A new photo exhibit, "Journeys to School," which opened March 4 at the United Nations headquarters in New York City, opens a window into students' experiences worldwide. The exhibition represents a collaboration between the United Nations Educational, Scientific and Cultural Organization (UNESCO), Veolia Transdev and Sipa Press, which commissioned 18 photographers to document journeys to school around the world. Between November and December 2012, the photographers traveled from Nigeria to Thailand and Australia to the United States, to capture these moving images as they followed the footsteps of schoolchildren.

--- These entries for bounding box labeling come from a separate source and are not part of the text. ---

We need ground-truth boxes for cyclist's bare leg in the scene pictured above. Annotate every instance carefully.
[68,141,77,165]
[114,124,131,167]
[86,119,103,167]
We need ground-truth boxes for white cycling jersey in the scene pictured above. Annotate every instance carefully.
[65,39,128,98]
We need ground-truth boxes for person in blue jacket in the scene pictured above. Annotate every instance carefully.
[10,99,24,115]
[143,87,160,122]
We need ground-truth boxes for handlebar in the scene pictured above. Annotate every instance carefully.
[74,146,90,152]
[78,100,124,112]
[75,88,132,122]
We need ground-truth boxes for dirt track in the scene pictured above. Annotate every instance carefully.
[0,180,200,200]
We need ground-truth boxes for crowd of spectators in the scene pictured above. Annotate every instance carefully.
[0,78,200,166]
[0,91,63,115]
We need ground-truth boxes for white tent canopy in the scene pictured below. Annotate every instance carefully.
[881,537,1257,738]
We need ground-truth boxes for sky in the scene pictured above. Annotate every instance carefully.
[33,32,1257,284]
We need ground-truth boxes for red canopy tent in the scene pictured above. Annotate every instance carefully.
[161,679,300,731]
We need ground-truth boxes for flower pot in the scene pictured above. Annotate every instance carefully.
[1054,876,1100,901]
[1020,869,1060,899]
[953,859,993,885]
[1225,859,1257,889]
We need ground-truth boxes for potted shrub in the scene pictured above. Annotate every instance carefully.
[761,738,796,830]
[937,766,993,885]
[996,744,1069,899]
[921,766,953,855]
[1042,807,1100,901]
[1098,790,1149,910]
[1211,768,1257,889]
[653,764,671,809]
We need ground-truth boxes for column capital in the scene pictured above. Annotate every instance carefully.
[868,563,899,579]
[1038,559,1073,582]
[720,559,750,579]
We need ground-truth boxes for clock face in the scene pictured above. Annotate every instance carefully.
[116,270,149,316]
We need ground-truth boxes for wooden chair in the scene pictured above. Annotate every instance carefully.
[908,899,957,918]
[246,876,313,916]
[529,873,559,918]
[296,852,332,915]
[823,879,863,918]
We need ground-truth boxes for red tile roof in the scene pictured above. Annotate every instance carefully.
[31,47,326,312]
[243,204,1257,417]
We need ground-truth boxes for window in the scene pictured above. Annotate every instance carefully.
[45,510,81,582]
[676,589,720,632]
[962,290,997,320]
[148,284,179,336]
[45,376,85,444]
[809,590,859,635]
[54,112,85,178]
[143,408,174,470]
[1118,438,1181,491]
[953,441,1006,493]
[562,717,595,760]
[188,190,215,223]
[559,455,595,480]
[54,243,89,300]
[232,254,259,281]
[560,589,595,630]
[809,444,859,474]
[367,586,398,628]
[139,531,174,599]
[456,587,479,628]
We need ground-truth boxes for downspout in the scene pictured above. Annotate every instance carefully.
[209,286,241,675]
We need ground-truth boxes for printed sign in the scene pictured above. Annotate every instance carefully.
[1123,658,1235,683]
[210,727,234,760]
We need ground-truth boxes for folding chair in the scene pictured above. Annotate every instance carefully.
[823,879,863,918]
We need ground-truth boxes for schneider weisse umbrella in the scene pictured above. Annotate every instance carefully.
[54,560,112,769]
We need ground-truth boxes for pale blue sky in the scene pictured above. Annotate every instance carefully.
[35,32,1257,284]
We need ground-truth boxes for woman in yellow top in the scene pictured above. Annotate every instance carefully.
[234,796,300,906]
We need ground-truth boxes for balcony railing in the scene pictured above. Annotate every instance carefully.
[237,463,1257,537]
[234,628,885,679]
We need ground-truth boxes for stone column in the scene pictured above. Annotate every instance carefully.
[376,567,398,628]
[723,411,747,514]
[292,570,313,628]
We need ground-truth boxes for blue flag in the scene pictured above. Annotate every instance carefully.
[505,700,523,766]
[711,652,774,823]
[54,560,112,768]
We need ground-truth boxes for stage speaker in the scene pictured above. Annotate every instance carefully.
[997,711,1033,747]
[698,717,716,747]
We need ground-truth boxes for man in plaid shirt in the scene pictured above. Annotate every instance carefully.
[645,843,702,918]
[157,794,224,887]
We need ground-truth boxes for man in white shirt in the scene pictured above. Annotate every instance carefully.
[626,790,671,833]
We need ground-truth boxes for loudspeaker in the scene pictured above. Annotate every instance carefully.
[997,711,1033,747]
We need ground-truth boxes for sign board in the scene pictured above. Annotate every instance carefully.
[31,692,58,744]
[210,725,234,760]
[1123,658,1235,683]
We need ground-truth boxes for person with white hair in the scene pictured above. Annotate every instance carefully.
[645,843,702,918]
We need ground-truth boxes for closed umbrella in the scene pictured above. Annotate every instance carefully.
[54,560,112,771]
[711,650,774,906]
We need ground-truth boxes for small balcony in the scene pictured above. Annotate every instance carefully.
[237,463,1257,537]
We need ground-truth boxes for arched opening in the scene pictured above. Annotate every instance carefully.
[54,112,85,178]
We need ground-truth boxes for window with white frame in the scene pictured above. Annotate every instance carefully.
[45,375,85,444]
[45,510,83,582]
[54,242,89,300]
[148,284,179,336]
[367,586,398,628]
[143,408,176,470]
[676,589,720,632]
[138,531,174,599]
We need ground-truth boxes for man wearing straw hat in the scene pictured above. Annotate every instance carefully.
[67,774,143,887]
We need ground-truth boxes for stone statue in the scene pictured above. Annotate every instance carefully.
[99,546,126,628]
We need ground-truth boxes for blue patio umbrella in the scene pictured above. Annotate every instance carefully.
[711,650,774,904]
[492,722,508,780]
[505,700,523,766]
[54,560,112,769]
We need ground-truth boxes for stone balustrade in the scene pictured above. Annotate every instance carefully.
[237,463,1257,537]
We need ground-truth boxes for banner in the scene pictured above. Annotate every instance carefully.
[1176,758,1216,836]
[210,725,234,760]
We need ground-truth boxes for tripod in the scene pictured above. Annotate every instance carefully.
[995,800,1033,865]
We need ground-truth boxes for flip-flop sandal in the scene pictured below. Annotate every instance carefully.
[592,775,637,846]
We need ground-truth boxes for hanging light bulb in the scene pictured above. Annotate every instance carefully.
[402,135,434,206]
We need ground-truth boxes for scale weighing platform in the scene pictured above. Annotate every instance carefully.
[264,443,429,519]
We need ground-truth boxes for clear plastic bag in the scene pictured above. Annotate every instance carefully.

This original series of photographs portrays the difficulties many children still face today in receiving an education and shares some of their stories. Six-year old Fabricio Oliveira and his cousins ride their donkeys on an hourlong trek through the desert to reach the small village school in Extrema, Brazil. Each day, 6-year-old Elizabeth Atenio (pictured above) of Kibera, Kenya, one of the larger slums near Nairobi, embarks on a dangerous hourlong walk to school: about 20 percent of Elizabeth's schoolmates have been raped along the way, according to her teachers.
One of the adolescents featured in the exhibition, 14-year-old Santiago Muños from New York, travels over two hours to get to the Bronx High School of Science, a prestigious public school.
"I believe I can achieve anything if I work hard, and if I am well educated, I will receive a scholarship to college," said Muños, who wakes up at 5:10 a.m. to catch the 5:50 a.m. bus. "I didn't think my transportation is that difficult compared to students who live in war zones."
These children show that it is still possible to get an education despite the obstacles of poverty, gender inequality, social exclusion, natural hazards or conflict.
"I see each of these children as an inspiration for UNESCO's work to promote quality Education for All," said UNESCO Director-General Irina Bokova. "These journeys are a powerful argument to place education at the top of the international development agenda in the years ahead."
The photos in the exhibit and publication "Journeys to School" serve as a reminder of the need to ensure that children everywhere, no matter where they live, can attend school. After New York, the photo exhibition will travel for three years. It will arrive at UNESCO Headquarters in Paris next month before beginning its world tour. A publication with the same photos will soon be available in English and French.